Yves Tillenon, le Païen
Le 20 octobre 1943, à Paris, disparaissait mon grand-père paternel Yves Tillenon, le Druide porte-glaive "Al Louzaouer".
Yves Tillenon a laissé le souvenir d’un personnage au fort caractère, tant dans le mouvement breton que dans son Pays Païen d’origine, "ar Vro Bagan". Dès son plus jeune âge, il s’illustre par son esprit ludique, quelques tours pendables et fugues retentissantes du Collège St François de Lesneven, ce qui lui vaut l’honneur d’être émancipé à dix-sept ans et de goûter à Brest et à Quimper la paille humide des cachots… Très tôt il s’intéresse au celtisme et adhère aux Etudiants Bretons de Rennes, ville où il faisait alors ses études de pharmacie. Il collabore à Kroaz ar Vretoned, journal monolingue breton, ouvre une école de breton à Brest, adhère à l’URB puis au premier PNB. Il trouve le temps de bourlinguer en Irlande, au Pays de Galles et de flamber une première fortune, issue d’héritage, lors des nombreuses fêtes qu’il organise avec les Bardes de l’époque. Quand à sa deuxième fortune, due à son premier mariage avec une demoiselle Suhard de Rennes, il la disperse royalement dans tous les lupanars du vieux Brest, dans la joyeuse compagnie des mêmes Bardes. A cette époque il semblait que la Bretagne dût vivre éternellement, dans sa magnifique réalité, quotidienne et vraie, au rythme de son grand peuple paysan. Elle ne s’était pas encore réfugiée dans les rêves de quelques isolés.

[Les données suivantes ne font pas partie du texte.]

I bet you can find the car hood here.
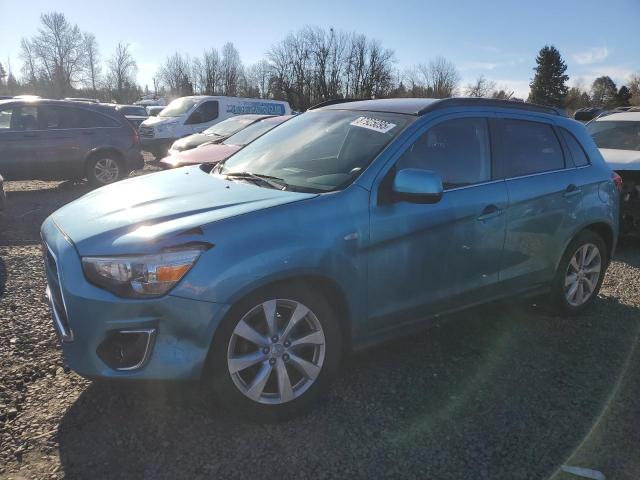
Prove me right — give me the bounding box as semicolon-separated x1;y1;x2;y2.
600;148;640;170
161;143;240;167
172;133;219;150
51;167;317;255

Arrive 1914. Yves Tillenon, marié, père de deux enfants, n’est pas mobilisable. Il choisit donc de s’engager dans un régiment de bretonnants ( 80% des effectifs, les francophones en bavaient…) qui le conduit au Maroc et en Algérie. Il en revient cinq ans plus tard avec la médaille militaire, un œil en moins, une femme en plus. Il se remarie en effet avec une demoiselle Cogny, fille de colons. Nous avons du mal à le suivre alors entre Marseille, Londres, Berlin, Honfleur, Nantes, Le Havre, Brest, Paris, Roye, Alfortville, exerçant plusieurs métiers, faisant quatre nouveaux enfants, revendant et rachetant tour à tour ses pharmacies, au gré de son vouloir et de ses déménagements, reprenant des études et passant Licence en Droit…
On retrouve sa trace dans de nombreux journaux et revues : Breiz Atao, An Oaled, Le Consortium Breton, Gwalarn, Feiz ha Breiz, La Bretagne à Paris, L’Ouest-Eclair, Arvor, SAV, La dépêche de Brest et celle de l’Ouest… Une flamme brûle en lui, celle du paganisme ! Né aux confins du Pays Pagan, il exaltera constamment cette appartenance, et répandra toujours chez ses compatriotes la philosophie païenne qui lui était naturelle. A tous ceux qu'il côtoie dans la nébuleuse des associations, dans celles qu'il crée lui-même, - Hospitaliers Sauveteurs Bretons, Union Sportive des Bretons de Paris, Les Finistériens de Paris, Le Club nautique d'Alfortville, Les ajoncs d'Alfortville, le PNB... - il offre sa force et sa foi inaltérables. C'est hanté d'une âme étrange où vibre la grande santé païenne qu'il fonde au coeur de Paris l'Association Kêrvreizh, que j'anime aujourd'hui en reprenant le flambeau de ma lignée.